You find out your mother remarried when her postcard arrives in the mail. It's a short note, and starts out by telling you that she's on vacation in Bali. She goes on in detail about all the cool things she's doing, and you just shake your head, very used to your mothers forgetful attitude. And then, at the end in a little throwaway sentence, she mentions that she got remarried.
‘He's a lovely man. And he's got three boys, Name dear. Try to get along with them, and don't cause trouble!’

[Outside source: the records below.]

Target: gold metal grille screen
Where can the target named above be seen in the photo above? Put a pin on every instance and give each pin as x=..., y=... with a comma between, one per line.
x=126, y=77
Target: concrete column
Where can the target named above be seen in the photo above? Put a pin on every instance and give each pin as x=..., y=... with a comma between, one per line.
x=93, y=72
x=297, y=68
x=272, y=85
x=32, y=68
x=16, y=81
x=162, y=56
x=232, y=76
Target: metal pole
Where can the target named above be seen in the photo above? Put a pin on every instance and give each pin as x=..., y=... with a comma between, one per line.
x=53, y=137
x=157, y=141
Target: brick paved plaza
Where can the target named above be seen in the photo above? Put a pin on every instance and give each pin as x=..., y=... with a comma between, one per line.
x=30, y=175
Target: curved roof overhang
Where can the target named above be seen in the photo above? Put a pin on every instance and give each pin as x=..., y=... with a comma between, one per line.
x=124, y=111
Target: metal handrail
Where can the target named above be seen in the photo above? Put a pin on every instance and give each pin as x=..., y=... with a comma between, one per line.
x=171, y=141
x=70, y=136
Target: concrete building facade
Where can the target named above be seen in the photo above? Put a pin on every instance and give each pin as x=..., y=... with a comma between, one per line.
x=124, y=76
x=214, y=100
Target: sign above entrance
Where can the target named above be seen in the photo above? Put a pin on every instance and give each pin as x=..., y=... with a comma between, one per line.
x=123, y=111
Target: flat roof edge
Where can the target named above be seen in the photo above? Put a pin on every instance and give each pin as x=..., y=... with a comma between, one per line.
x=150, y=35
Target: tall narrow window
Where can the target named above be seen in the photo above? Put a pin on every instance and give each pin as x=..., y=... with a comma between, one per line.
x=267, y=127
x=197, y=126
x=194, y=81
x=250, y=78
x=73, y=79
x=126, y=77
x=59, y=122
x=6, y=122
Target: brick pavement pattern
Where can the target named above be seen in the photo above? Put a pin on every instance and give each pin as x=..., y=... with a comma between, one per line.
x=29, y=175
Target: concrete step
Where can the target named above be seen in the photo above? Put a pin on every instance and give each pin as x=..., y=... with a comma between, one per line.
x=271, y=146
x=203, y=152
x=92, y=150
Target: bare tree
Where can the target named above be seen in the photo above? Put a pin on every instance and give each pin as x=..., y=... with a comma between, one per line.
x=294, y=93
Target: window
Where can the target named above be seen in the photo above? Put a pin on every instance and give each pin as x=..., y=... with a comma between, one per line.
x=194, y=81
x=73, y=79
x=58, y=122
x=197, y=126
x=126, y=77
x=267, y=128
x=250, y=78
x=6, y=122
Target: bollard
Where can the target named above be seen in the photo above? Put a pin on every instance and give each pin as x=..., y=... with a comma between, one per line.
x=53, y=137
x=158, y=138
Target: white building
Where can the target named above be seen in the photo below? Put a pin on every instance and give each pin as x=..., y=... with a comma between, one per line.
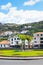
x=15, y=41
x=4, y=44
x=38, y=40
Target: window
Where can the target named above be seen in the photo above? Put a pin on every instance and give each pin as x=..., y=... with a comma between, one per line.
x=11, y=39
x=18, y=39
x=41, y=38
x=11, y=42
x=17, y=42
x=14, y=38
x=35, y=45
x=35, y=41
x=41, y=34
x=41, y=41
x=37, y=34
x=1, y=45
x=34, y=38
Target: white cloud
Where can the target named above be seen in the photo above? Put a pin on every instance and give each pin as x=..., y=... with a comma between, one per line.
x=21, y=16
x=7, y=6
x=31, y=2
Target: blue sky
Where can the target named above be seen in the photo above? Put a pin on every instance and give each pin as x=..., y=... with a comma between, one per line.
x=27, y=9
x=19, y=4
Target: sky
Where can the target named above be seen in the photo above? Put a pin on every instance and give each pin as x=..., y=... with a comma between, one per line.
x=21, y=11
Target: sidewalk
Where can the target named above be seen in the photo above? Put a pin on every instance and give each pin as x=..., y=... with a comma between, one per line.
x=20, y=58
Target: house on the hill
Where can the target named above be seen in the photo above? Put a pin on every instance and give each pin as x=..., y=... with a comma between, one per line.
x=38, y=40
x=15, y=41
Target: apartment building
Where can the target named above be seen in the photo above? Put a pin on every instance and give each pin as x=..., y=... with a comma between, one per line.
x=38, y=40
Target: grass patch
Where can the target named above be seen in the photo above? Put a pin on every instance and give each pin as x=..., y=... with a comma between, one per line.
x=21, y=53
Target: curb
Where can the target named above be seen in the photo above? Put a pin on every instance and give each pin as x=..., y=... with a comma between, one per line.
x=21, y=58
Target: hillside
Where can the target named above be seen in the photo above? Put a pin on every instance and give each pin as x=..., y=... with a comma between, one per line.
x=31, y=27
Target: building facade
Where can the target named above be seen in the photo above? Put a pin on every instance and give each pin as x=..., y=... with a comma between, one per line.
x=38, y=40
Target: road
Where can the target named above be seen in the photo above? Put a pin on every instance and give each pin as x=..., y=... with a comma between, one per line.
x=21, y=62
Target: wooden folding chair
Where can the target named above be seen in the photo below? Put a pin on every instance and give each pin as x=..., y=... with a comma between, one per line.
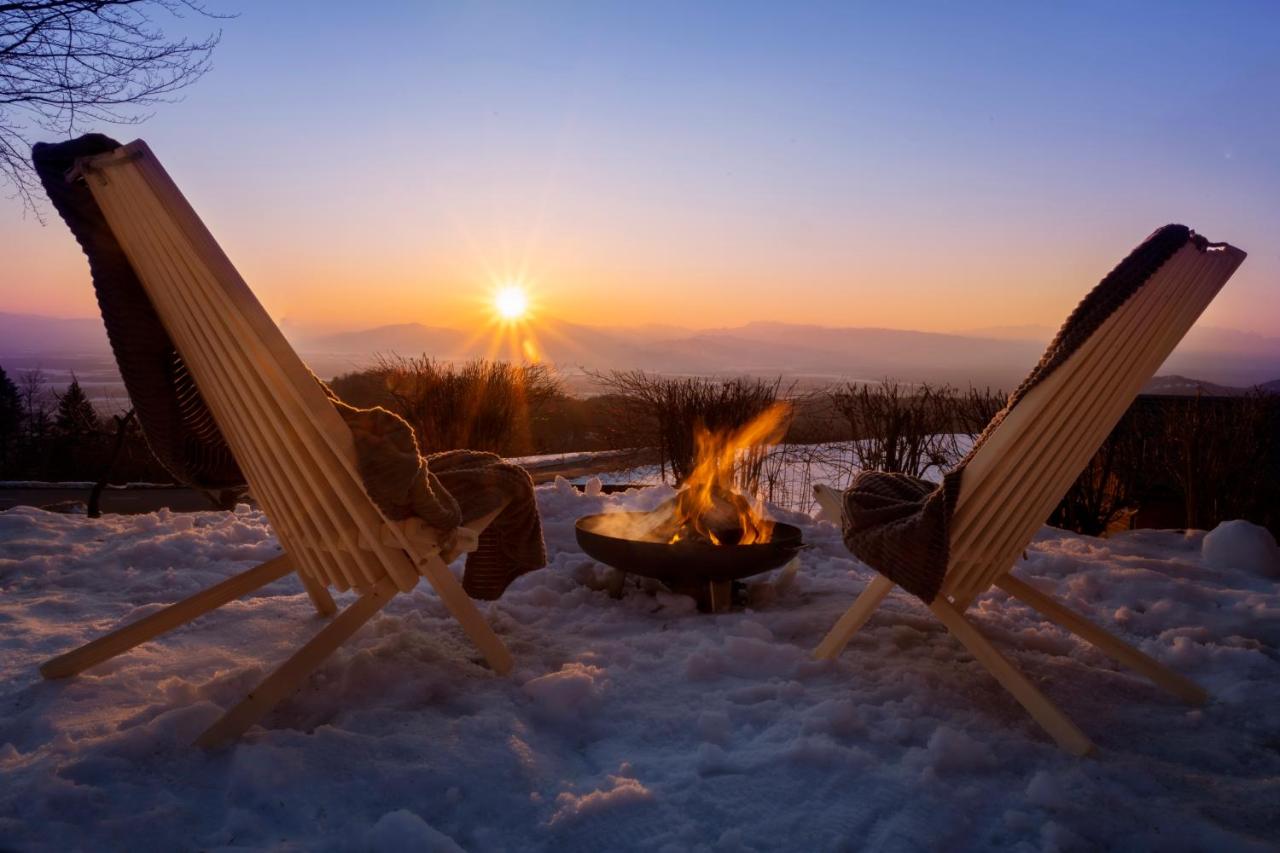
x=293, y=447
x=1019, y=474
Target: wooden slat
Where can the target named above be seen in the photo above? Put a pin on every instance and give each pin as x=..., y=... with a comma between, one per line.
x=1072, y=416
x=1045, y=712
x=289, y=675
x=120, y=641
x=1115, y=647
x=145, y=255
x=245, y=396
x=254, y=347
x=853, y=620
x=1008, y=460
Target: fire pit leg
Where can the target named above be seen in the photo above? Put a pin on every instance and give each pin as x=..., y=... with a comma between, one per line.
x=720, y=596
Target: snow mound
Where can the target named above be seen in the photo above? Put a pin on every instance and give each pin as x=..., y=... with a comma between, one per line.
x=403, y=831
x=1244, y=546
x=631, y=721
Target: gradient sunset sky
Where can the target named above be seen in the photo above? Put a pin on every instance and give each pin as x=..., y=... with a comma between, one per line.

You shake your head, annoyed at the entire note. She tells you not to cause trouble? As if you would, you don't care enough about your mother to bother being upset about the news. But she could have at least invited you to the wedding. She probably forgot about you, her only daughter. It sounds insane, and impossible, but you're very used to your mother forgetting about you entirely. You didn't mind anymore. She pays for anything you need, and your life is comfortable, if not happy. But you could live with that.
You stare at the postcard for a minute, taking in the colorful flowers and ocean on the front. The bright colors hurt your eyes a bit. But brothers! You couldn't believe it. You had lived your entire life an only child, and now that was about to change. You felt a bit of tentative excitement fill your heart, lifting your moon and painting a smile across your face. You smiled, pinning the stupid postcard to the fridge. It stood out, the only thing on the entire front of the fridge.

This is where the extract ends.